As I mentioned above, I wanted this Sneed House story to be different from those that have come before it. In retrospect, that was a terribly pompous statement. It first suggests that I might have had the time and initiative to read everything that has ever been written on the house (in fact, there does not appear to have been much, so I may have come close to doing this). It then suggests I might be able to stumble on some angle that no other writer or reporter has previously considered. I would like to believe that by adding my words to the conversation, a tide of new interest might bring the house out of the catacombs of Austin's cultural awareness and into the light for good, turning it into a popular attraction like the Alamo or Monticello (the former home of President Thomas Jefferson, another slaveowner. Austin's leadership could perhaps learn a lesson from that Virginia plantation, an example of a memorial that is determined not to forget its roots in human bondage) – that somehow I will be doing a small part to reclaim a bit of important history.
These seem worthy goals, but unlikely to be achieved. This story has been less about the house itself, than about the tendency of events to be replaced by more events until all or most are forgotten, and only the most meager strands survive. While I would like to see the house renovated to recall some semblance of what it once was, a more conspicuous reminder of our own complex past, this is mostly out of curiosity, my personal interest in relics and legends. Ford's Theatre in D.C., where Abraham Lincoln was shot, and the Petersen House across the street, where he died a few hours later, have both been kept in a condition that is very close to what they were in 1865 when those events occurred. They include period furnishings as well as some original artifacts, such as the pillow Lincoln bled on as he was dying. I've visited these places and, to some extent, was moved by them. But even with the attention these historic places have seen, and the upkeep they have benefited from, they do not replicate the eras they have witnessed. It is this fleeting quality of lives and moments that leaves me more befuddled than outraged at the glorification of Confederates on the Texas Capitol grounds, or the subtle, determined nudging of Comal Bluff toward oblivion.

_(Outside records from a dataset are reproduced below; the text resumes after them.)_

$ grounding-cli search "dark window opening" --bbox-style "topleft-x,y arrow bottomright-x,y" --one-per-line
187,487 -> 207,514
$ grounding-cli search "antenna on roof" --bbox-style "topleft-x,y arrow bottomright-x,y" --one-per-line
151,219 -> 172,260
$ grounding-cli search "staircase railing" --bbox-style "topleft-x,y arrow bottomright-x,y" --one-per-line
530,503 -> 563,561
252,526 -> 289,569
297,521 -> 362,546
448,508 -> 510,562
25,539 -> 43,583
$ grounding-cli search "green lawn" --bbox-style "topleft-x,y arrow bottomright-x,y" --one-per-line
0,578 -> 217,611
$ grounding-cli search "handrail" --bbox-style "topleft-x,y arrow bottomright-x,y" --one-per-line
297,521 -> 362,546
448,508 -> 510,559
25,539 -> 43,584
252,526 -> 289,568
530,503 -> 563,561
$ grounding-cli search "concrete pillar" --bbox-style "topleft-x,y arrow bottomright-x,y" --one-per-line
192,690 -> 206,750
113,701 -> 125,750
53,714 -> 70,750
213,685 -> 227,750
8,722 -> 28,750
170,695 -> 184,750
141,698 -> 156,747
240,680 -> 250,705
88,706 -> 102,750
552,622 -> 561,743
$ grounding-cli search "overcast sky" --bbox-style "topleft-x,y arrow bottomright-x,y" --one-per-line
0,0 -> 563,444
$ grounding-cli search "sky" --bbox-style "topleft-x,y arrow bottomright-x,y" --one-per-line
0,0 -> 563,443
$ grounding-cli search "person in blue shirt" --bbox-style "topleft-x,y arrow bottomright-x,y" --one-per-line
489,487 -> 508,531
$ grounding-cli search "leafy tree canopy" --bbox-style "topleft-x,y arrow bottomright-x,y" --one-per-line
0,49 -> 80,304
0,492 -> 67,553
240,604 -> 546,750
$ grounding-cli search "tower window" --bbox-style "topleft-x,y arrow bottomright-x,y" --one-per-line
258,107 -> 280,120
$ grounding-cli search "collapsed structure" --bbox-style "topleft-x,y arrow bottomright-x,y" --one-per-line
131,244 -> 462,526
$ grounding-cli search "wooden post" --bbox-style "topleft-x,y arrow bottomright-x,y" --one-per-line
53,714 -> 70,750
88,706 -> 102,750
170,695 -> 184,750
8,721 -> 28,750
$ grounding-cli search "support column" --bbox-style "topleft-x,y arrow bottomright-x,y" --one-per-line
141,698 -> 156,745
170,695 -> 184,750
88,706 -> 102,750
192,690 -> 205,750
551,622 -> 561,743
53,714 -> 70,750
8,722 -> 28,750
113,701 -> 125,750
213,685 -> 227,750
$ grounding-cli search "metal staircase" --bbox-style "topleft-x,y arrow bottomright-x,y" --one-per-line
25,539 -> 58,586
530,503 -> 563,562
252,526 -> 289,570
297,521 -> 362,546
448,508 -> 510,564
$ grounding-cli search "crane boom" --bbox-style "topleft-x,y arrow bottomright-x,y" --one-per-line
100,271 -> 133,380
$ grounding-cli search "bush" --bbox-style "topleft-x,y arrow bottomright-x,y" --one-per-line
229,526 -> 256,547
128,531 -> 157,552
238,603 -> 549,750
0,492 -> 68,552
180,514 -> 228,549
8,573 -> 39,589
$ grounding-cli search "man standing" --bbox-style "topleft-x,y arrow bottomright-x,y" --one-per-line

I described the house as having been "marred" by graffiti. Perhaps it is appropriate that it is so. After all, what amount of allegiance to a 19th century slaveowning family's home could a modern teenager, most likely a racial minority, be expected to have? What is unfortunate may be not that the graffiti exists, but that it is more blind deviance than political gesture, an artifact of economic and social disparities which are themselves a product of America's legacy of inequality. These economic and social structures are far more sinister, and much harder to ignore, than a crumbling foundation on the south side of town.
I can write my story, but in the face of the years, those before me and the ones to come long after I've gone, I am powerless. This story, like the Sneeds, might briefly shine a light on a corner of Austin – but after a few days, that light will fade, and the story will retreat to the margins to haunt the legacy of the house ... another ghost.
The house will stay where it is, on an unnamed portion of acreage at the edge of civilization, destined for demolition, primed to be forgotten.